Douglas Jones proved himself such an excellent Assistant-Quartermaster that, as B Company’s appointments were all probationary, he has been made Company Quartermaster-Sergeant. We lost poor old Roger at Kruger Siding on the way up. He had quite turned into a regimental dog, and on the march used generally to come along with the rearguard. We halted to feed there one march, and he may have stopped with the Royal Scots. It is quite possible he went back to Jagersfontein, and made up to the Gloucester Yeomanry. They are bringing in two of our lame horses, so if he did we may get him again.
Photo: Bourne & Shepherd
CAPTAIN NOBLETT (Major Royal Irish Rifles)
(Commanding B Company Lumsden’s Horse)
Another correspondent who was kept in camp by a slight ailment while his comrades were away on patrol or some more exciting expedition records how he got out kits and collected firewood, ‘a thing I never did before,’ and how when others of his section came back they lay by the dying embers to keep themselves warm and occasionally made the fire flicker up by throwing more wood on it, reckless of danger from snipers, who were always on the prowl.

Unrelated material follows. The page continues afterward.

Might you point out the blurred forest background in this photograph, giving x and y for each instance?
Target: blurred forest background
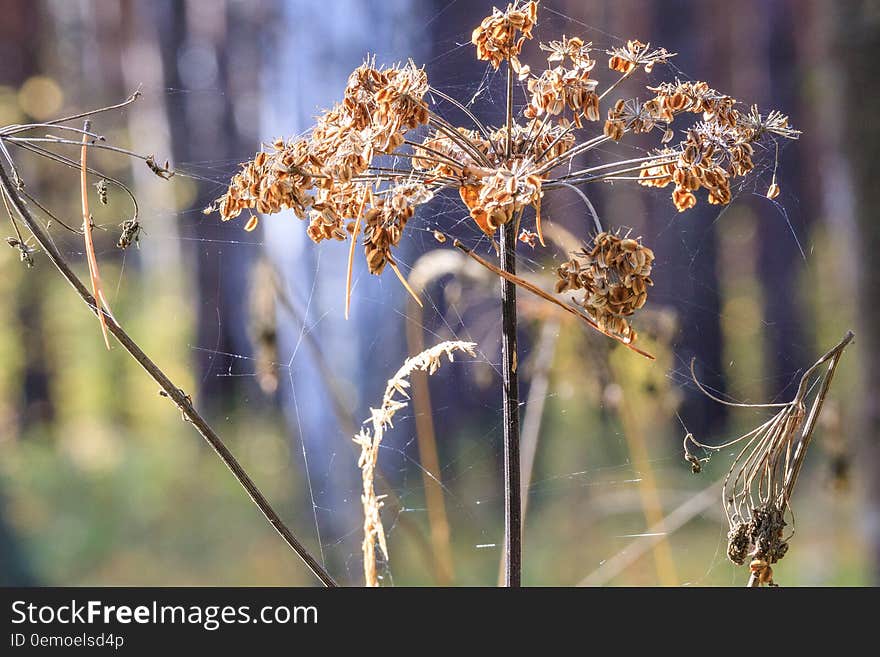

While the main body of Lumsden’s Horse were away on that dash for Waggon Bridge the Boers made a counter demonstration from Brandfort, supported by pom-poms, and got within a thousand yards of the Red House Farm, but did no damage beyond interfering with the domestic arrangements of a Regular regiment, whose officers, being too far from the point of attack to see what really happened, thought their position was being seriously threatened and wanted 28,000 rounds of ammunition brought up from Karree Siding for emergencies. The orderly corporal who sent that request on got jeered at as an alarmist, when nothing happened except a retirement of the Boers. The next day Lee Stewart, who had been left behind in hospital at Cape Town, rejoined, and got a cordial welcome from all his comrades when they marched back from their first little expedition. The section mess was enabled to regale him at dinner that night on ‘chicken cooked by N—— and beefsteaks,’ so that one hardly wonders to find in the next day’s record the melancholy note, ‘There little was to eat; sat round the cook-house—two tins on the open veldt—and talked.’